Before any action is taken, their first consideration is “Will this help me get reelected?” Included in this is the pandering to lobbyists who come provided with fistfuls of cash, some of it in the form of campaign contributions, a thin disguise at best. And some of it is hidden among favors done but not admitted to and occasionally even as direct bribes. It happens; we all know of it. Duke Cunningham is serving a prison term because of it…but he was not the only one.
Their second consideration is akin to the first: will this help the party, which by extension asks will the party later help me get reelected?
If there’s a third consideration, for the public who elected them, it’s well hidden. Consider this worst-ever Congress; they made no effort to hide their intention, not to govern for the well-being of the nation but to act in such a mannas to deny Mr Obama a second term. And the American public elected them. We should not be surprised that they’ve done just as they promised to do.
And now the Republican Party is represented by Mitt Romney. He has no concept of noblesse oblige.
He has the arrogance of the New Nobility, but not the requisite sense of responsibility.
He famously declared that he paid only those taxes that the law required, and not a penny more.
We now find that he may well have paid less. We don’t know. He has not yet released a single complete tax return, despite the law requiring that.

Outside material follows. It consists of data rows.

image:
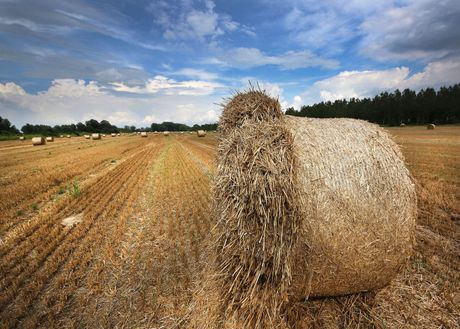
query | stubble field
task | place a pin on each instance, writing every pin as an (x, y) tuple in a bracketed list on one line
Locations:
[(135, 258)]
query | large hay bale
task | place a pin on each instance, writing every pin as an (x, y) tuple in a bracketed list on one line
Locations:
[(305, 207), (38, 141)]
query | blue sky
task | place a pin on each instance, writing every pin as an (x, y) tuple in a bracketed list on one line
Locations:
[(138, 62)]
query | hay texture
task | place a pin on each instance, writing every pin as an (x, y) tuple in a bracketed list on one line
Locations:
[(305, 207), (38, 141)]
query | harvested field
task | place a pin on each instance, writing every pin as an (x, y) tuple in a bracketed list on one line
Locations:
[(135, 254)]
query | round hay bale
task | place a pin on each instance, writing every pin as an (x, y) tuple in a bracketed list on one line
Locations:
[(305, 207), (38, 141)]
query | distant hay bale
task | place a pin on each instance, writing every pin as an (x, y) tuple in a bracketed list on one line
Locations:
[(305, 207), (38, 141)]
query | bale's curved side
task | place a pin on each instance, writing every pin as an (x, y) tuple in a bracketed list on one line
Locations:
[(258, 210), (359, 205)]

He’s not concerned with the poor; he said that. He also continued by reminding us of the safety net. He failed to mention that he intends to do all he can to destroy that. We don’t need things like teachers and firemen and cops, said My Romney. More correctly, HE doesn’t need those things. And feels no responsibility for helping to provide them to you.
Mitt Romney doesn’t understand the concept of noblesse oblige.